ホワイトニングの禁忌症 ~知覚過敏~

知覚過敏の原因

歯の表面は歯冠部分はエナメル質、歯根部分はセメント質という組織に覆われています。そして内部に向かって象牙質、歯髄組織と続きます。知覚過敏は主に象牙質より内部の組織に冷たいものや甘いものなどが触れると生じるといわれています。その際に、象牙質内部では象牙細管という構造物の中にある水分が歯髄側に移動することで神経終末が刺激されるといわれています。

知覚過敏

歯根の露出

知覚過敏が生じる状態の代表的なものとして、歯根の露出があります。歯根露出は強すぎるブラッシング圧や歯周病など、様々な原因によって歯茎や骨が下がり、歯根が見えてしまう場合によく生じます。また、歯肉に覆われているものの、内部では骨が下がって歯根が露出している場合でも知覚過敏が生じることがあります。分岐部病変といわれる病態などにそのような状況が作られやすいです。
歯根の表面にはセメント質が存在していますが、その厚みは髪の毛1本分くらいでありますので、ある程度以上の刺激では知覚過敏を生じさせてしまうようです。

くさび状欠損

歯ぎしりや食いしばりなどを高頻度で行なっていると、その時にかかる咬合圧によって歯頚部といわれる歯冠と歯根の境界部分付近に応力がかかりエナメル質が壊れます。
これにより露出した象牙質に冷たいものなどの刺激が加わると知覚過敏が生じます。

亀裂

大きな力がエナメル質に加わって亀裂が入ることがあります。厳密には微小な亀裂は無数にあるのですが、内部の象牙質に亀裂が及ぶと、肉眼でも確認ができるようになります。この亀裂はエナメルクラックなどとも呼ばれ、歯ブラシが入らないので着色してしまったり、虫歯になったりもします。無症状のものも多いですが、時に知覚過敏を生じることがあります。

咬耗

歯ぎしりや食いしばりなどによって、エナメル質が擦れて薄くなる場合があります。また、時には欠けてしまうことすらあります。この部分も象牙質が露出しているか、それを覆うエナメル質が薄くなってしまっているので、刺激を伝えてしまうことがあります。

外傷

歯ぎしりや食いしばり、もしくはぶつけてしまったなどの刺激を受けて、内部の神経が興奮状態になれば知覚過敏を生じることがあります。これは、歯科治療や薬剤などの刺激によっても起こりうるものです。

栄養状態

何年も歯根露出をしていると、通常であれば、その表面の象牙細管には唾液からのカルシウム塩が沈着することで、もしくは石灰化度を増すことで管周象牙質という管の壁が肥厚します。そうすると相対的に管間象牙質という管の内部は細くなり、内液の動きがそのうちなくなり刺激を歯髄へ伝えにくくします。そうであっても知覚過敏が生じてしまったり、発現と消失を繰り返すようであれば、歯ぎしりの他に身体の栄養状態に過不足があることが考えられます。

まとめ

臨床的にはエナメル質と象牙質の違いを表面から確認することは困難とされています。

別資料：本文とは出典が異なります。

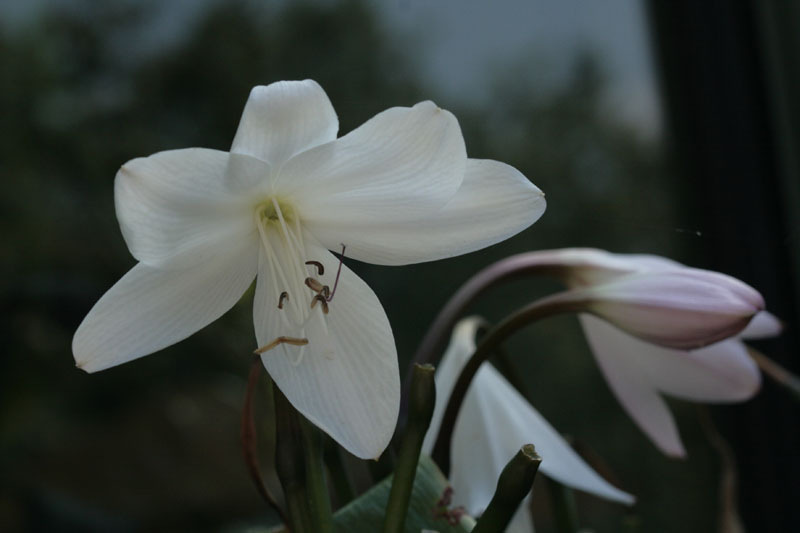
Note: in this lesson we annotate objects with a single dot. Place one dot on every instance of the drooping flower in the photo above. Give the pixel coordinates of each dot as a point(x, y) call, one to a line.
point(639, 372)
point(203, 223)
point(494, 421)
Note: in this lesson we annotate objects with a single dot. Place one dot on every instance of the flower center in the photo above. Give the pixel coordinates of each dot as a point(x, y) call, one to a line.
point(302, 301)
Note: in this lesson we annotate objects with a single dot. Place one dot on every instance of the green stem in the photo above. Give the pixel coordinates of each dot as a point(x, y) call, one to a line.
point(250, 440)
point(383, 467)
point(565, 512)
point(422, 400)
point(290, 465)
point(319, 501)
point(513, 486)
point(514, 267)
point(341, 481)
point(539, 309)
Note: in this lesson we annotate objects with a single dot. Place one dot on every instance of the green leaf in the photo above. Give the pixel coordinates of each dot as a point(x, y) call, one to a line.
point(365, 514)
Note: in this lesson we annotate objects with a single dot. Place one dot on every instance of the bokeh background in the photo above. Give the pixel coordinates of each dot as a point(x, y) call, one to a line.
point(668, 128)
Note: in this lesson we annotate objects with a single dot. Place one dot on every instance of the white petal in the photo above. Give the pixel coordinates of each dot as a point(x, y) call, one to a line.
point(763, 325)
point(283, 119)
point(149, 308)
point(721, 372)
point(347, 381)
point(494, 422)
point(636, 394)
point(494, 202)
point(175, 210)
point(400, 164)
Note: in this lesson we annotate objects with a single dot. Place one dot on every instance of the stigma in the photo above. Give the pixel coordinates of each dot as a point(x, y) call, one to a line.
point(302, 298)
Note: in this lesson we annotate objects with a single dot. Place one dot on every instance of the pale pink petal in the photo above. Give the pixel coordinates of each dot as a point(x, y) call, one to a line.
point(616, 358)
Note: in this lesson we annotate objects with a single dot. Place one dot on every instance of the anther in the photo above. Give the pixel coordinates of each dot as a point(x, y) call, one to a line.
point(314, 285)
point(323, 302)
point(283, 297)
point(294, 341)
point(320, 268)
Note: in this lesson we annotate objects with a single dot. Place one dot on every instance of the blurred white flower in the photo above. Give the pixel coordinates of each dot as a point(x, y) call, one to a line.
point(494, 421)
point(638, 372)
point(203, 223)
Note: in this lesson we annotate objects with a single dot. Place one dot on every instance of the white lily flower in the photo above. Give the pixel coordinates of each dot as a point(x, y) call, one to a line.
point(639, 372)
point(203, 223)
point(494, 421)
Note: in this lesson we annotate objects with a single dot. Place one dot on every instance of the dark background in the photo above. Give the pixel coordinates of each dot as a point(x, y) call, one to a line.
point(153, 445)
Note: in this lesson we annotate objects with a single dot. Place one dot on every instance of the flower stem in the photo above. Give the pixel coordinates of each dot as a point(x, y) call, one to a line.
point(319, 501)
point(250, 440)
point(422, 400)
point(289, 464)
point(513, 486)
point(779, 374)
point(565, 512)
point(542, 308)
point(434, 341)
point(339, 478)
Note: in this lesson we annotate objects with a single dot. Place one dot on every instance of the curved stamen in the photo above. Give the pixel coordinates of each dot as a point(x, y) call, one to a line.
point(294, 341)
point(338, 272)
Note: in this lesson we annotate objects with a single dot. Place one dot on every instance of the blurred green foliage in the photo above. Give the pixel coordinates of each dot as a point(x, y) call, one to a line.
point(152, 445)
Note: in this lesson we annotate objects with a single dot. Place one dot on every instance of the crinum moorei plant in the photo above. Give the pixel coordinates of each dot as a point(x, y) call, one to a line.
point(203, 223)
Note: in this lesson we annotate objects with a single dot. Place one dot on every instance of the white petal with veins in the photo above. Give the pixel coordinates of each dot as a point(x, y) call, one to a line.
point(347, 380)
point(494, 422)
point(283, 119)
point(150, 308)
point(400, 164)
point(494, 202)
point(174, 209)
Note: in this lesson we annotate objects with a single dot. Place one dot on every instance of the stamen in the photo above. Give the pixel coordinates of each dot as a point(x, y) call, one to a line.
point(284, 296)
point(314, 285)
point(321, 299)
point(320, 268)
point(338, 272)
point(294, 341)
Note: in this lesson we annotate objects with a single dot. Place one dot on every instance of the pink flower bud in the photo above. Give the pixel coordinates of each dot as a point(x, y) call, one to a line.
point(681, 308)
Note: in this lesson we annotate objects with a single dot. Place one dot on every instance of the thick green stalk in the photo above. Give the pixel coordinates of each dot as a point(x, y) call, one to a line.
point(513, 486)
point(421, 403)
point(319, 501)
point(565, 512)
point(290, 464)
point(250, 440)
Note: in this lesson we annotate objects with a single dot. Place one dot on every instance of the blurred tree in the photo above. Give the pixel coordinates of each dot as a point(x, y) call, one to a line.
point(152, 444)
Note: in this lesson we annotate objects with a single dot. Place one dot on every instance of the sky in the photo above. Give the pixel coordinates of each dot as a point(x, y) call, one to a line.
point(460, 44)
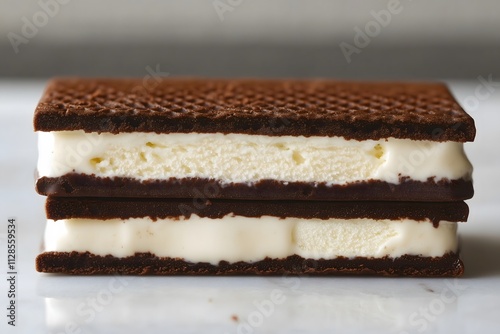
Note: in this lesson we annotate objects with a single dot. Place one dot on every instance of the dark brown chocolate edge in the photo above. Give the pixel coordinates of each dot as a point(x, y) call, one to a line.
point(76, 263)
point(353, 110)
point(124, 208)
point(83, 185)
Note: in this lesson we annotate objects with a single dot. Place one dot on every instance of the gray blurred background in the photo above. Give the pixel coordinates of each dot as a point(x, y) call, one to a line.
point(420, 40)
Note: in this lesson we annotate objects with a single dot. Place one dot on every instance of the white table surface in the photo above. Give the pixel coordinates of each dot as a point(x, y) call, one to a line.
point(109, 304)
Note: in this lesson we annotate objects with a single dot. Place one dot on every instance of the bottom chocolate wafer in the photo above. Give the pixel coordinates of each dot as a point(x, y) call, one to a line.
point(168, 237)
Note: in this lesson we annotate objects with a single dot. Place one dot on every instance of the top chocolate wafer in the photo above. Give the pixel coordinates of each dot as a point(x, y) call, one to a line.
point(353, 110)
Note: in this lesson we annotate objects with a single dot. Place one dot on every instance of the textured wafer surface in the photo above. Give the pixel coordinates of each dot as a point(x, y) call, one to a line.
point(148, 264)
point(124, 208)
point(354, 110)
point(82, 185)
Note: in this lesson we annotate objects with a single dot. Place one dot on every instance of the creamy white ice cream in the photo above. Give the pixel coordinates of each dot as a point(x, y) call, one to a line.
point(242, 158)
point(236, 238)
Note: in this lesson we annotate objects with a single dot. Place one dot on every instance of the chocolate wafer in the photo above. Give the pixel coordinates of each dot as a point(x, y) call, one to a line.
point(253, 139)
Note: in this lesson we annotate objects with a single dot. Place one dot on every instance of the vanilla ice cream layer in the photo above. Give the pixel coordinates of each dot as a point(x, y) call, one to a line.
point(237, 238)
point(241, 158)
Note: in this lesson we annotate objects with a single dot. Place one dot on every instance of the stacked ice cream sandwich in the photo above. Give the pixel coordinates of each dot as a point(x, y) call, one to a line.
point(212, 176)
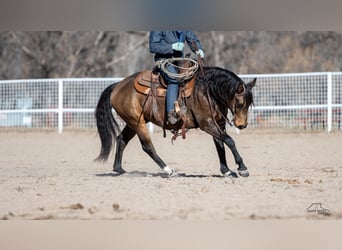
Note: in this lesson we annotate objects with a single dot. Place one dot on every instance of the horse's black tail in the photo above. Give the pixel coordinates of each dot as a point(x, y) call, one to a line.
point(107, 127)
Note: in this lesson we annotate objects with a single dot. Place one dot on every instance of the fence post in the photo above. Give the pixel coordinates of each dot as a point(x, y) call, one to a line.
point(329, 101)
point(60, 106)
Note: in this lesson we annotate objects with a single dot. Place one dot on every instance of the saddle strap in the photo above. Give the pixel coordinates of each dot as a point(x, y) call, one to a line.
point(155, 104)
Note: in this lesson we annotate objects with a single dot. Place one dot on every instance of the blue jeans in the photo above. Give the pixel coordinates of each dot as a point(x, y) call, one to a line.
point(172, 89)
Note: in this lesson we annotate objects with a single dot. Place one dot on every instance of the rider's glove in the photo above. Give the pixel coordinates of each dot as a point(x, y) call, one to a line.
point(179, 46)
point(200, 53)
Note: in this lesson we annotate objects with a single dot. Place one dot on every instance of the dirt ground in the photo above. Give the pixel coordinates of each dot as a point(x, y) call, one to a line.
point(46, 175)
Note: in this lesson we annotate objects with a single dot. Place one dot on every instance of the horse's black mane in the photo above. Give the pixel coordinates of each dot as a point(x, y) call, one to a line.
point(221, 83)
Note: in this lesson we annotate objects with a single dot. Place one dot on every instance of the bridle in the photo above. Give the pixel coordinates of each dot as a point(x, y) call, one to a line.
point(230, 122)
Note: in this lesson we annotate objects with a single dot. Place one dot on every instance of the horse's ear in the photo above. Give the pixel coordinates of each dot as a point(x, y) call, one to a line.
point(251, 84)
point(241, 88)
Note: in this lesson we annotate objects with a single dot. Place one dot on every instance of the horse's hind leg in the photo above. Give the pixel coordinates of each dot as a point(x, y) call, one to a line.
point(222, 157)
point(148, 147)
point(126, 135)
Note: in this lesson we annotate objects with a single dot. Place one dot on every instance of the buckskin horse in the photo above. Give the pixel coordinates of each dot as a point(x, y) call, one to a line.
point(214, 91)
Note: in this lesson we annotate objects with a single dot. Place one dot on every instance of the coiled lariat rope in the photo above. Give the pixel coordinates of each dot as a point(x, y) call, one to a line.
point(184, 72)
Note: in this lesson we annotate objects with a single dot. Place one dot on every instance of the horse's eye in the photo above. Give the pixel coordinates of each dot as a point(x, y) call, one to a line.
point(239, 105)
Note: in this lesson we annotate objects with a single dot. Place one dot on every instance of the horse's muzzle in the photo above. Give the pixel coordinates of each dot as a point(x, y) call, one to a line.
point(242, 126)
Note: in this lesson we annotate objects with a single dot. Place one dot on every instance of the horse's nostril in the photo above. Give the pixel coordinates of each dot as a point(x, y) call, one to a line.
point(242, 126)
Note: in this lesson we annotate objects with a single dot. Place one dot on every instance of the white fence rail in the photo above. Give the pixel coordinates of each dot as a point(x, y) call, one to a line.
point(304, 101)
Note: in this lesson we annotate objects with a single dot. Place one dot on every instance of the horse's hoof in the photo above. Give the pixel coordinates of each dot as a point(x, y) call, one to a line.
point(169, 171)
point(119, 171)
point(243, 173)
point(230, 174)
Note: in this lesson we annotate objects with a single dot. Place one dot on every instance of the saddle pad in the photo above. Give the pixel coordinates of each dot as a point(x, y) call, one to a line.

また、それらの境界部は直線的でも曲線でもなく、均一な厚みを保った構造はしていません。
ですから、生じる知覚過敏の症状もまちまちです。全てを機械的に治療するのではなく、よう状態を把握してその時に対応する形で適切な処置を行うことが望ましいと考えます。
ホワイトニング剤による刺激や象牙質の変性などによって知覚過敏が増す場合がありますので、これらに対する処置を行っておくか、知覚過敏が生じた際にどのようにするかを話し合ってからホワイトニングを行うことが望ましいです。